Navarro started 102 games at catcher for the Blue Jays last year, but it's his bat that would interest the Tigers. He hit .274 with 12 home runs, 69 RBIs and a .712 OPS last year over a career-high 481 at-bats. He became a backup option behind the plate once Toronto signed Russell Martin. And at $5 million, he'd be a high-priced reserve.
Navarro hit Tigers pitching when they visited Toronto last August, going 6-for-14 with a home run and three RBIs over the three-game series.
Just as important, Navarro is a switch-hitter, which would address a serious lineup imbalance the Tigers would face without the switch-hitting Martinez for an extended stretch. Alex Avila and speedster Anthony Gose are the only left-handed hitters projected to start in Detroit's lineup, and Avila's slugging percentage fell to .359 last year.
Martinez was diagnosed last week with a torn meniscus, and will undergo surgery Tuesday morning. Depending on what Dr. James Andrews finds, the timetable for Martinez's return could be either weeks or months.
The expectation is that Martinez will have a partial repair, essentially clipping the torn cartilage rather than reattaching it. Recovery from such a procedure usually takes 4-6 weeks, though Martinez could take another week or two given his age and previous surgeries on the knee.
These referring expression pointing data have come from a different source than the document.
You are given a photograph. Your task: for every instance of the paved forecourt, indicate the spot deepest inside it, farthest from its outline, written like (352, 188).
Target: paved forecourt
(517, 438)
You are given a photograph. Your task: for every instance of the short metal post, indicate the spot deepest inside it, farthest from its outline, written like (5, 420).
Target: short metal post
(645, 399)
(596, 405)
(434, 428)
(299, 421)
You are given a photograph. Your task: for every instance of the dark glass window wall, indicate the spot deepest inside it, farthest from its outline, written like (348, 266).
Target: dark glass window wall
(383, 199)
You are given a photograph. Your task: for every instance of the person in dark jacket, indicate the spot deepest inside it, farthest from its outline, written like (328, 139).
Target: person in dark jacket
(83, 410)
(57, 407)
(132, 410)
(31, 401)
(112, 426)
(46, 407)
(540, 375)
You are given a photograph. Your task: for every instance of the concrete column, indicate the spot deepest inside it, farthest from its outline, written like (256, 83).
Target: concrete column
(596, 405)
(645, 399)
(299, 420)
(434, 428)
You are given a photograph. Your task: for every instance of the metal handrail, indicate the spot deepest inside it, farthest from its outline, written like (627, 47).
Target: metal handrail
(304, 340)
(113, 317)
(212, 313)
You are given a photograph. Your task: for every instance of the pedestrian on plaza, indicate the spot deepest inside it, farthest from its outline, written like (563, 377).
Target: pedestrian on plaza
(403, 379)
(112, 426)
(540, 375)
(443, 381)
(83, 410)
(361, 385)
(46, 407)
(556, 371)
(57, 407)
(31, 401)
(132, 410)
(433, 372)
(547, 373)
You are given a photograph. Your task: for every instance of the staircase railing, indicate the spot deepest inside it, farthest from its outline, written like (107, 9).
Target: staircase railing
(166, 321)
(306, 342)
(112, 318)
If Dr. Andrews does a full repair and reattaches or replaces the meniscus, however, Martinez could miss anywhere from 12 weeks to six months, according to orthopedic surgeon Dr. Victor Khabie.
"Losing a guy like Victor for any length of time is a big blow," manager Brad Ausmus said last week. "Losing that bat, especially when [he's] really the one power threat from the left side [is tough]."
Adding to the uncertainty is Miguel Cabrera's recovery from offseason surgery to repair a stress fracture in his right foot as well as remove a bone spur from his right ankle. He has a followup exam scheduled for next week, after which he could resume baseball activity. However, the Tigers don't know yet whether Cabrera will have enough time to be ready for Opening Day.
If the Tigers decide to make a move, they'll likely have other options. The Red Sox have a surplus of hitters that potentially includes switch-hitting outfielder Daniel Nava. The Dodgers still have more outfielders than outfield spots, including high-priced Andre Ethier. The Phillies have slugging first baseman Ryan Howard. It's difficult to see the Tigers seriously considering the latter two unless the other team takes on most of the contract.